Relevant details that might make this a headache.
- Most my passwords are saved on the safari password manager and I use the “sign in with apple” on a bunch of websites
- My photo library is currently backed with an icloud subscription
Relevant details that might make this a headache.
The Android experience is quite a bit more wanky than Apple’s walled garden. I moved to Android a year ago and it took me months of fiddling until I was satisfied. Google really tries to give you their own not-that-walled garden, giving you an Apple-esque experience. If you are not 100 % invested, it could get finicky, though. The vendors usually provide their own standard apps, but more often than not, I find them unpolished.

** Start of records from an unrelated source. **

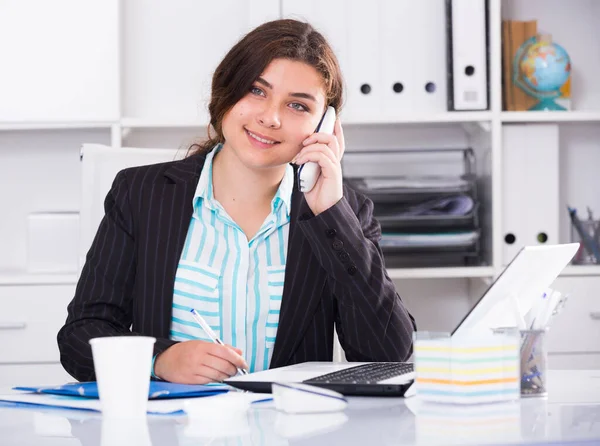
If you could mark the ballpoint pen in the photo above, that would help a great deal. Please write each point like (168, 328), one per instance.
(211, 334)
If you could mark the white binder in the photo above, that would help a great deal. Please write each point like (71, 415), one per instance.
(467, 55)
(428, 38)
(530, 187)
(397, 58)
(363, 78)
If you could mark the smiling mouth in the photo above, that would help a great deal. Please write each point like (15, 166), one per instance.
(260, 139)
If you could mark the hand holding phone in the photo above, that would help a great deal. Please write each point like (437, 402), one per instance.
(308, 173)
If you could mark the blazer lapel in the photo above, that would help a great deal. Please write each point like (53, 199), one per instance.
(172, 227)
(297, 306)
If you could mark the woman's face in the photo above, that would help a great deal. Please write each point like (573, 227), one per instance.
(283, 107)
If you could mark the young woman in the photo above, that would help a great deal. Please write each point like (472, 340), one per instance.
(227, 232)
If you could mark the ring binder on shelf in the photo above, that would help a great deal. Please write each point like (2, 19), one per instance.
(467, 54)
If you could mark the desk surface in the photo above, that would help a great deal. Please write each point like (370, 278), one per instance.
(570, 415)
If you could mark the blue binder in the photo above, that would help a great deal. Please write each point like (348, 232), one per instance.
(158, 390)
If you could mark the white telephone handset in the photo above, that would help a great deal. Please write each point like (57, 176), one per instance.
(308, 173)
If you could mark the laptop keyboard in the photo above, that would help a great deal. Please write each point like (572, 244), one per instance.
(370, 373)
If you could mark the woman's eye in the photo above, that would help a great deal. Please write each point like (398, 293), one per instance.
(299, 107)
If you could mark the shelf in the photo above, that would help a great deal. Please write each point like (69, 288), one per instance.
(159, 123)
(548, 116)
(422, 118)
(23, 278)
(433, 118)
(441, 273)
(581, 270)
(64, 125)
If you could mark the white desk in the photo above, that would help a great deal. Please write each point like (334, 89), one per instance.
(570, 415)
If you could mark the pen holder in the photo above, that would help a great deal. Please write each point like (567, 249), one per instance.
(474, 369)
(534, 362)
(584, 256)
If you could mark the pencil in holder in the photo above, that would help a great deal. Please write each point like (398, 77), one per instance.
(474, 369)
(534, 363)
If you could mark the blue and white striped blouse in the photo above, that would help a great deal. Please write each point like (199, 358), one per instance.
(235, 284)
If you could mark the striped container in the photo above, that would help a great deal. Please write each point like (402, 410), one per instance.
(478, 369)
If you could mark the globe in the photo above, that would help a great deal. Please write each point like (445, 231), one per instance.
(542, 67)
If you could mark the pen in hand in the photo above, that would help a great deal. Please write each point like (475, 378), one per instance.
(211, 334)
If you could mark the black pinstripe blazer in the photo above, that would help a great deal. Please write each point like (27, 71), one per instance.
(334, 274)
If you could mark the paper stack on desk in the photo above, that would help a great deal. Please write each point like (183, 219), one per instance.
(467, 370)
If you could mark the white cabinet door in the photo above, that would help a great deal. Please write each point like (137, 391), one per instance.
(30, 317)
(59, 60)
(170, 50)
(577, 328)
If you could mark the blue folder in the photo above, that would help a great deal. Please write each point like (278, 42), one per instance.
(158, 390)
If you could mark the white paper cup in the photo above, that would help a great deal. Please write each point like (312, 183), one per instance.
(122, 365)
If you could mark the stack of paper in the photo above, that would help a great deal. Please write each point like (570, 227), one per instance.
(467, 370)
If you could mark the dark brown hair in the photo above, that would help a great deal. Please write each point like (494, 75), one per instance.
(245, 62)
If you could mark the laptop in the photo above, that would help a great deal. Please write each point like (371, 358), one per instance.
(528, 275)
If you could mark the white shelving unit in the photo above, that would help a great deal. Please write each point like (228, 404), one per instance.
(145, 83)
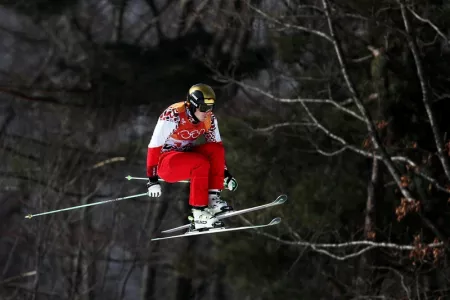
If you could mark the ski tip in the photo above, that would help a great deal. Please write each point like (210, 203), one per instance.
(281, 199)
(275, 221)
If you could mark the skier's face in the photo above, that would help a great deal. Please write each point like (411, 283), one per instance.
(201, 116)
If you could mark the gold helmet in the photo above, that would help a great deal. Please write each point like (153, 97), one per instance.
(201, 96)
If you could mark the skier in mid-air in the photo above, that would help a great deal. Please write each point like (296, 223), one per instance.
(172, 156)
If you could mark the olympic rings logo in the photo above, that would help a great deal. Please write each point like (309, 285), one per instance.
(191, 134)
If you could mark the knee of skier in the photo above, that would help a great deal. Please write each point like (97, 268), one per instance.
(201, 166)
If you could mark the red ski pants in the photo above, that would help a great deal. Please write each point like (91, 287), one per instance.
(204, 166)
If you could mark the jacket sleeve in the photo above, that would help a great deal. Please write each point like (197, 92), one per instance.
(213, 134)
(163, 129)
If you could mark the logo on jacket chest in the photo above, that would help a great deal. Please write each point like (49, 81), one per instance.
(189, 134)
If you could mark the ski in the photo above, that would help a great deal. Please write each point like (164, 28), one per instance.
(280, 200)
(210, 231)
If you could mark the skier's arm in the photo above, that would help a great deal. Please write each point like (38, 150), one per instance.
(213, 134)
(163, 130)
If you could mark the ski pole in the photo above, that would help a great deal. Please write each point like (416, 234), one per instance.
(144, 178)
(85, 205)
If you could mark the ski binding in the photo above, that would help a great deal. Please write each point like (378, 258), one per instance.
(275, 221)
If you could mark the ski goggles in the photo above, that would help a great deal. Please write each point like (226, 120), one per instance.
(205, 107)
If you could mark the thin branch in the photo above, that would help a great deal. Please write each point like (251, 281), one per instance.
(425, 93)
(286, 124)
(288, 25)
(367, 118)
(300, 100)
(339, 139)
(438, 31)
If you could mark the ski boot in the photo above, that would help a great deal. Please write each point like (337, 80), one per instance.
(217, 206)
(202, 220)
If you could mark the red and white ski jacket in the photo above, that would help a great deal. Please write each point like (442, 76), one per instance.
(176, 131)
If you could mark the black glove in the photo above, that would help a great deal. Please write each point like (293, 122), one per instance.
(229, 181)
(154, 188)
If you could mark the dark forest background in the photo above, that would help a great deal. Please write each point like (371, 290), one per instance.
(341, 105)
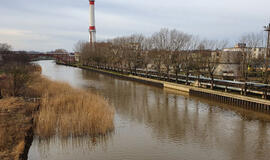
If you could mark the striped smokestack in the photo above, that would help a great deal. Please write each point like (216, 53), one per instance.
(92, 27)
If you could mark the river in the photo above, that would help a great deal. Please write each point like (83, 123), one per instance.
(156, 124)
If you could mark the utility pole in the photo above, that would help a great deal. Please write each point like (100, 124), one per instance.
(267, 29)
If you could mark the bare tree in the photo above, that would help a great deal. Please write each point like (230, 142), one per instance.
(5, 47)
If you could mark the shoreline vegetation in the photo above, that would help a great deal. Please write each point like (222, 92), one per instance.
(66, 111)
(34, 105)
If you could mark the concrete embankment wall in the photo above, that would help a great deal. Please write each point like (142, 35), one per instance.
(230, 98)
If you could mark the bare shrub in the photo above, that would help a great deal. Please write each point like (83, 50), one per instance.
(71, 112)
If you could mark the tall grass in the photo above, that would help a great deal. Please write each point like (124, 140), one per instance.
(67, 111)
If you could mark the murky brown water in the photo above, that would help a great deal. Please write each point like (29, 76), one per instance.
(156, 124)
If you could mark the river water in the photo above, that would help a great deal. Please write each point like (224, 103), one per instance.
(156, 124)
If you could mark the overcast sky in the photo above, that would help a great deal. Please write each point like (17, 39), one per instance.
(44, 25)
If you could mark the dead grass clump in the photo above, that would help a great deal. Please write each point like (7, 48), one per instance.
(8, 103)
(71, 112)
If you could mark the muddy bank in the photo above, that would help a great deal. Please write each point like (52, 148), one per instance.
(16, 123)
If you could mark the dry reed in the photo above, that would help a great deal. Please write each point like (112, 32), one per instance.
(67, 111)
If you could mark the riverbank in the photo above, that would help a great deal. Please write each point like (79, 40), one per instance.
(34, 105)
(252, 103)
(16, 123)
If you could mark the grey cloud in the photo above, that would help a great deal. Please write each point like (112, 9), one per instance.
(50, 24)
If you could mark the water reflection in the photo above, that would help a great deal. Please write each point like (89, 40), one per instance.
(152, 123)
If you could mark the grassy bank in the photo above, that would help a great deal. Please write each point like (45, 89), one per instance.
(33, 104)
(70, 112)
(16, 124)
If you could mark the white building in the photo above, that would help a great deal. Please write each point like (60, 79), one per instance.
(253, 52)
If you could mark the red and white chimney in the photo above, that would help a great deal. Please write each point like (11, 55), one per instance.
(92, 27)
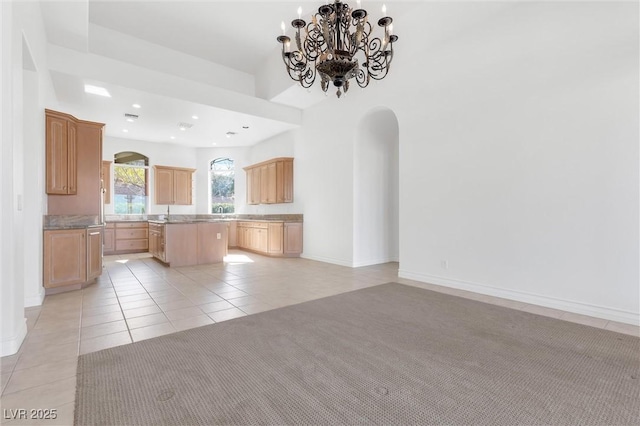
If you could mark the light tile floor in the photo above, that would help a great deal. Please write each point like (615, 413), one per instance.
(138, 298)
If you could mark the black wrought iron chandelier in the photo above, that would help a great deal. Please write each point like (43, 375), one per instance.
(331, 42)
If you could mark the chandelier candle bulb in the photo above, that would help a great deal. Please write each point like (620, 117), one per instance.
(338, 46)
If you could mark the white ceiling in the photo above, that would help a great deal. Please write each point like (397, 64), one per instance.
(204, 58)
(236, 35)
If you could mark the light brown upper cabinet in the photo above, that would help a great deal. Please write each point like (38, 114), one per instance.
(173, 185)
(73, 164)
(106, 181)
(270, 182)
(61, 152)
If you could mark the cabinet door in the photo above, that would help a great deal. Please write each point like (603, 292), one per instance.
(210, 248)
(164, 186)
(249, 184)
(106, 181)
(287, 181)
(182, 183)
(109, 240)
(153, 240)
(267, 188)
(292, 238)
(72, 155)
(272, 183)
(57, 155)
(65, 257)
(262, 240)
(255, 187)
(94, 253)
(275, 238)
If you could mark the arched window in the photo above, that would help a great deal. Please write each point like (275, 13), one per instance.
(131, 177)
(222, 185)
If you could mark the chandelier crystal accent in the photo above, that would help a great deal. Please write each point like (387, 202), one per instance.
(329, 45)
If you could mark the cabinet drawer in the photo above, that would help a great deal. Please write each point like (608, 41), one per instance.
(123, 234)
(132, 225)
(132, 244)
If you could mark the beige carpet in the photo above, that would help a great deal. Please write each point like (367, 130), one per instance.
(390, 354)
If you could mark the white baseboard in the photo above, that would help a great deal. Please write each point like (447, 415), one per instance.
(326, 260)
(34, 300)
(604, 312)
(11, 345)
(373, 262)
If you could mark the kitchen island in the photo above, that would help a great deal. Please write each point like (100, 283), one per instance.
(188, 242)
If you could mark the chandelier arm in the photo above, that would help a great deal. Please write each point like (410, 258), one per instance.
(330, 44)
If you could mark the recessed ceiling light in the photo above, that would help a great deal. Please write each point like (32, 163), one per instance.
(96, 90)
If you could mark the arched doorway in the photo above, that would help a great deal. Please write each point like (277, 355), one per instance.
(376, 189)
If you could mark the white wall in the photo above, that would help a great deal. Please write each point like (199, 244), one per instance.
(375, 189)
(159, 154)
(26, 90)
(519, 159)
(518, 154)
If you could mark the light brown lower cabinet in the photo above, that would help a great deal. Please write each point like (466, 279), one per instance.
(126, 237)
(185, 244)
(270, 238)
(109, 240)
(72, 256)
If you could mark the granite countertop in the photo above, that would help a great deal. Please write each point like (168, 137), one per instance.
(53, 222)
(53, 227)
(196, 218)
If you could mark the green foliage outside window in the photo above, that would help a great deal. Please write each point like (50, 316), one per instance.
(222, 185)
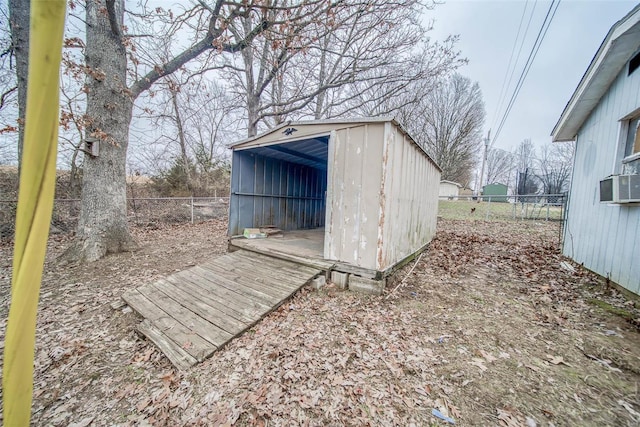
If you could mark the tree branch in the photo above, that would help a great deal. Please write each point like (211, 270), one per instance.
(4, 96)
(191, 53)
(113, 20)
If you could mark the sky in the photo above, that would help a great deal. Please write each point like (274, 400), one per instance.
(488, 30)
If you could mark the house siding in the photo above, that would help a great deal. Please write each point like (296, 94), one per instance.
(604, 237)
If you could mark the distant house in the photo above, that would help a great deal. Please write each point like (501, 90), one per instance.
(449, 190)
(495, 192)
(602, 116)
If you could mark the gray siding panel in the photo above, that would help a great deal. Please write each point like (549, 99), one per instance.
(604, 237)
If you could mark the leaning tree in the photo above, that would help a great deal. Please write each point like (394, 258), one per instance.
(112, 88)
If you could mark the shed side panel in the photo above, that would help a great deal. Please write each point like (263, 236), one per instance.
(411, 189)
(604, 237)
(355, 181)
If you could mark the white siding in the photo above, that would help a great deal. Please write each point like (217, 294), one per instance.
(448, 190)
(409, 206)
(354, 200)
(605, 238)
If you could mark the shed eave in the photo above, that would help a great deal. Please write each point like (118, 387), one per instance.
(314, 122)
(620, 44)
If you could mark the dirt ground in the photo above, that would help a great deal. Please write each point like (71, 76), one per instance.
(488, 327)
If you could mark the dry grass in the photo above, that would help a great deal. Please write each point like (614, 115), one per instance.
(488, 328)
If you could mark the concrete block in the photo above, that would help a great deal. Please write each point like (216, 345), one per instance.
(366, 286)
(341, 280)
(318, 282)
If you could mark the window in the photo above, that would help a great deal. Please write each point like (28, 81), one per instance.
(632, 143)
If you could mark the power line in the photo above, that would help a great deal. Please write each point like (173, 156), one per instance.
(532, 56)
(506, 85)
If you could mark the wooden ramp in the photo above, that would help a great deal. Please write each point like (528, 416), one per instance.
(191, 314)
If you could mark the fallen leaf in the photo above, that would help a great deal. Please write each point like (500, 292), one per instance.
(479, 364)
(488, 356)
(556, 360)
(143, 404)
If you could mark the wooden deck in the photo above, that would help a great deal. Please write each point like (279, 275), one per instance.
(191, 314)
(300, 246)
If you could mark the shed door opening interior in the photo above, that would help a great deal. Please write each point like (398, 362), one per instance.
(282, 185)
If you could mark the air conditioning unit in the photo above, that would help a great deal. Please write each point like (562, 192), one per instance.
(620, 189)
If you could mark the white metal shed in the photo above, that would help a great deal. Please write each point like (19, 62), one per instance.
(368, 187)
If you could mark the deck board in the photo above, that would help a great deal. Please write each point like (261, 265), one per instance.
(190, 314)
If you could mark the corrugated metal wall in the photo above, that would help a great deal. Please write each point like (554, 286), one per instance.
(355, 169)
(409, 208)
(267, 191)
(604, 237)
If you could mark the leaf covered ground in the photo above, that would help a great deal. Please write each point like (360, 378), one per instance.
(491, 326)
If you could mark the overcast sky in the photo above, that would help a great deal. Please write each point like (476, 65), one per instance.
(487, 32)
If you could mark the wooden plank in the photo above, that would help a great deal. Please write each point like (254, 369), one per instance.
(237, 275)
(272, 276)
(228, 287)
(180, 335)
(202, 309)
(313, 263)
(280, 264)
(200, 326)
(264, 273)
(241, 271)
(239, 284)
(276, 261)
(237, 304)
(176, 354)
(208, 288)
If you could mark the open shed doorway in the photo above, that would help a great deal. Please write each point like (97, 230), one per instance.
(282, 185)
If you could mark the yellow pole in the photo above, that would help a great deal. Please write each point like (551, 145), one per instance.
(35, 205)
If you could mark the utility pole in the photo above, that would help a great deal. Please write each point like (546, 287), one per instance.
(484, 160)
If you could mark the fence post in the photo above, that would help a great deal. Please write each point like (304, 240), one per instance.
(547, 210)
(488, 207)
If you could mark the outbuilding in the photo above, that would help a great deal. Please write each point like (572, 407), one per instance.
(355, 196)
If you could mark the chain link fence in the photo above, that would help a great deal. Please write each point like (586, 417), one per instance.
(545, 207)
(140, 211)
(538, 207)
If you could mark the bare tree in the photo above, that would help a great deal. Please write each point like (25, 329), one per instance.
(364, 57)
(554, 164)
(525, 178)
(448, 123)
(112, 87)
(500, 166)
(19, 23)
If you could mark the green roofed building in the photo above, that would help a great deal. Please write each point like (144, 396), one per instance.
(495, 191)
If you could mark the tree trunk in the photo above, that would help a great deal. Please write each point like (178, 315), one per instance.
(103, 227)
(253, 104)
(19, 21)
(186, 163)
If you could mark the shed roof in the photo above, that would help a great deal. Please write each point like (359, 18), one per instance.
(444, 181)
(620, 44)
(312, 144)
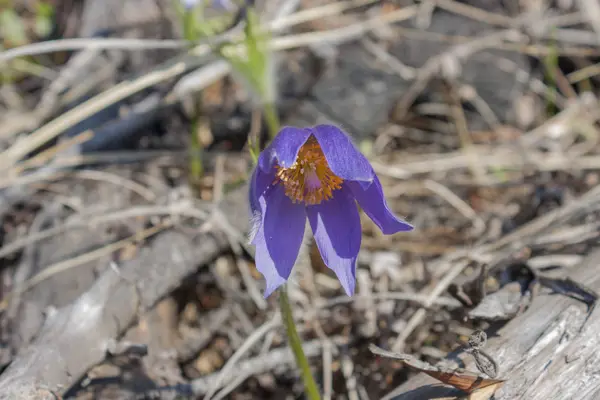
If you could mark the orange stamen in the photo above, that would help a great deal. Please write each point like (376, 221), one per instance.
(309, 180)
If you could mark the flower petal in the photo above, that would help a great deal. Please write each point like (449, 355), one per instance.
(259, 184)
(336, 227)
(372, 201)
(278, 237)
(343, 157)
(284, 148)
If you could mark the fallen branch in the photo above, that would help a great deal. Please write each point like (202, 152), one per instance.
(76, 337)
(546, 353)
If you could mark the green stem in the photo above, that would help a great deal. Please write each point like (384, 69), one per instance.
(196, 168)
(272, 119)
(310, 387)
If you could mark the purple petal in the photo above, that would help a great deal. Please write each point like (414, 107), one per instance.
(278, 237)
(343, 157)
(284, 148)
(373, 203)
(336, 227)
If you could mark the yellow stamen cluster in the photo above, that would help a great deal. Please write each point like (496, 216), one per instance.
(309, 180)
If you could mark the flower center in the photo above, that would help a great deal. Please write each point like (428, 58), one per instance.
(309, 180)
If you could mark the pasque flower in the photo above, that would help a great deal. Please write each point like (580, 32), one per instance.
(316, 173)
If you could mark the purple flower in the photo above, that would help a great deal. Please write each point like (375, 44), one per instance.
(316, 173)
(219, 4)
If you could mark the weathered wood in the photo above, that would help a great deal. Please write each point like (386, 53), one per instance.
(77, 336)
(546, 353)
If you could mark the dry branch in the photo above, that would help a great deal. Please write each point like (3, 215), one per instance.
(99, 316)
(547, 353)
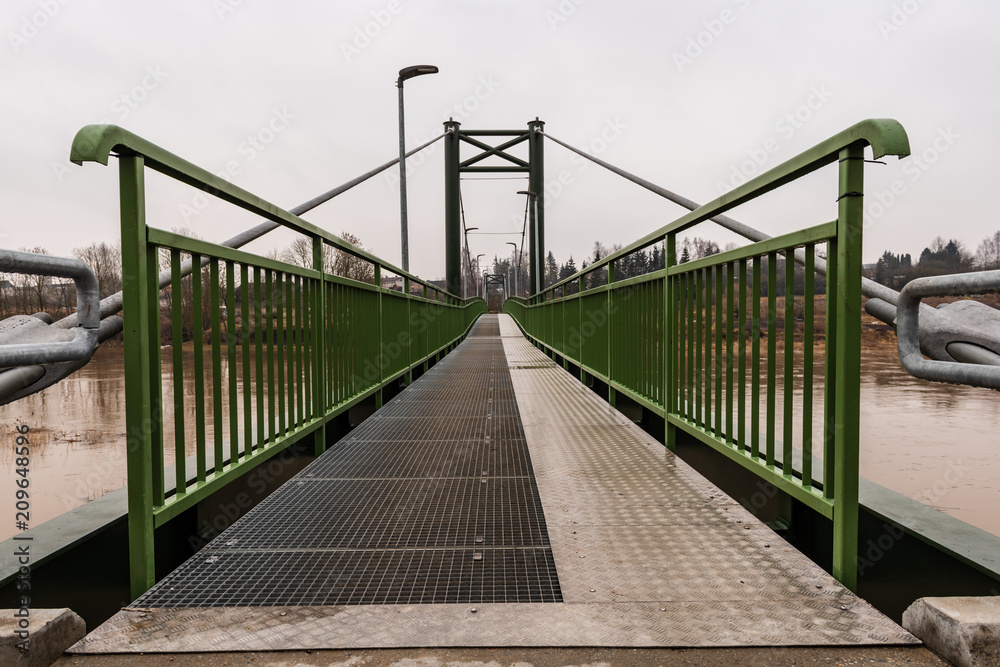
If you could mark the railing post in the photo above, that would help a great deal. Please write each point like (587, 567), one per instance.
(669, 342)
(612, 395)
(378, 336)
(847, 370)
(142, 405)
(583, 341)
(319, 351)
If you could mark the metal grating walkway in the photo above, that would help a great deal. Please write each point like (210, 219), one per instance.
(648, 553)
(429, 501)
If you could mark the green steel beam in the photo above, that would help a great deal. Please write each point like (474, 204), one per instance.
(536, 218)
(884, 135)
(452, 209)
(138, 377)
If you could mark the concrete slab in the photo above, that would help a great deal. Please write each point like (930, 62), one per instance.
(37, 637)
(965, 630)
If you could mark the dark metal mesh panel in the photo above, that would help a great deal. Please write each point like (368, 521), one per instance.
(431, 500)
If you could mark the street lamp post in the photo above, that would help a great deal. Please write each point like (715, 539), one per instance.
(516, 293)
(536, 264)
(482, 254)
(465, 292)
(404, 74)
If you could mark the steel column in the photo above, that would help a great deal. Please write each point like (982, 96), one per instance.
(452, 209)
(536, 220)
(140, 341)
(847, 370)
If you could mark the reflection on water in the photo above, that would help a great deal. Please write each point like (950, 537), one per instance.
(932, 442)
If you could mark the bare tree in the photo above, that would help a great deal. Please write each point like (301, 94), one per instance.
(338, 262)
(988, 253)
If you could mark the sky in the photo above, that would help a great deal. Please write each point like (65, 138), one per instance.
(291, 99)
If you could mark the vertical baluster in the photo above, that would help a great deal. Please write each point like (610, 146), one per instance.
(808, 318)
(283, 318)
(755, 354)
(259, 385)
(717, 315)
(199, 366)
(699, 348)
(269, 307)
(772, 352)
(730, 328)
(234, 429)
(177, 340)
(741, 320)
(787, 385)
(215, 313)
(248, 439)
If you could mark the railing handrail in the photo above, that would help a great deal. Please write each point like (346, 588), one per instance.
(95, 143)
(886, 136)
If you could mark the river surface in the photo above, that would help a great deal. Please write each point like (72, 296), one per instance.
(932, 442)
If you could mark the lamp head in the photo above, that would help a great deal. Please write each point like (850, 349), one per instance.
(414, 70)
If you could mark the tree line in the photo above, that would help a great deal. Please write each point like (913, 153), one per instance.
(22, 294)
(939, 258)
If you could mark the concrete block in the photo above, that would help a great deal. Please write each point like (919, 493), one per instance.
(50, 633)
(964, 630)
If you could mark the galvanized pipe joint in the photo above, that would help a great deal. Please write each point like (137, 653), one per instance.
(83, 341)
(908, 312)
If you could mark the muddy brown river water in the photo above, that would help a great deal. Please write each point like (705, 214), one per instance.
(932, 442)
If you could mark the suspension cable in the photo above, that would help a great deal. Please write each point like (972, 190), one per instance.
(869, 288)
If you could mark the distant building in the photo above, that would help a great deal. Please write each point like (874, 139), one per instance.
(393, 282)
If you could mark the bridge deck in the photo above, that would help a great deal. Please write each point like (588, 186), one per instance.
(426, 527)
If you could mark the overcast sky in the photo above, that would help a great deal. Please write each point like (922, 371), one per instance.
(293, 98)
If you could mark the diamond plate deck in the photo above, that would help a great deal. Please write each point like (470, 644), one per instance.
(648, 553)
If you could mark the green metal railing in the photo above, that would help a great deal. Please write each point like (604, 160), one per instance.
(274, 350)
(706, 344)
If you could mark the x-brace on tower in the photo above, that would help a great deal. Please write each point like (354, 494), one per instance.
(454, 167)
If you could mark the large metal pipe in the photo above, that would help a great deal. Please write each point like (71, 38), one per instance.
(83, 341)
(12, 382)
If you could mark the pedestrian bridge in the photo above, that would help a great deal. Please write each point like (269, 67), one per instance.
(492, 499)
(494, 502)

Regarding Log in with Apple, you could, from what I experienced, get problems, as some Android apps won’t let you sign in wit Apple, and even websites don’support it all the time. Take Tripadvisor as an example. Create an account on the iOS app, and when changing to Android, you’re basically locked out, because neither their Android app nor their website support Log in with Apple.
Thanks. I’m actually considering /e/os (a degoogled privacy focused android fork) But I’m assuming sone of the issues here still apply.
I’m really iffy about the privacy constraints with android and the main reason I’m considering switching is
I went the /e/os way and quickly turned back. Not to dismiss the effort of the maintainers, but it really felt like a frontend on lineage os meant to sell alternative cloud services. I did not find convincing arguments over a bare lineage os and the pretty much forced /e/ cloud was a total turn off.
I went the “real” security / privacy way and switched to grapheneos. Very happy overall, already went thought with 2 major os updates, no issues whatsoever. Only issue would be if you want Google pay (won’t work on graphene). You’d need a pixel phone if that’s in your budget. The pixel phones are great at photos, but pretty “meh” otherwise
Thanks. I’ll look into lineage and graphene.
for the first point, Transmission has a pretty serviceable web client that works great on iOS as a web shortcut
its just occurred to me you might mean downloading torrents directly to you iphone, rather than a remote to some other device… in that case a web client isn’t sufficient, you’d have to sideload
Thanks for telling me about sideloading. I’m now a IOS pirate, until I buy a new phone atleast because my battery doesnt last an hour lol
You can actually (indirectly) torrent on iOS via seed box. I use SonicBit, which has an iOS app. I find it’s actually more convenient than torrenting directly as the files are stored and seeded online yet still accessible to me when I need them. Then you can download the files to your iPhone/iPad.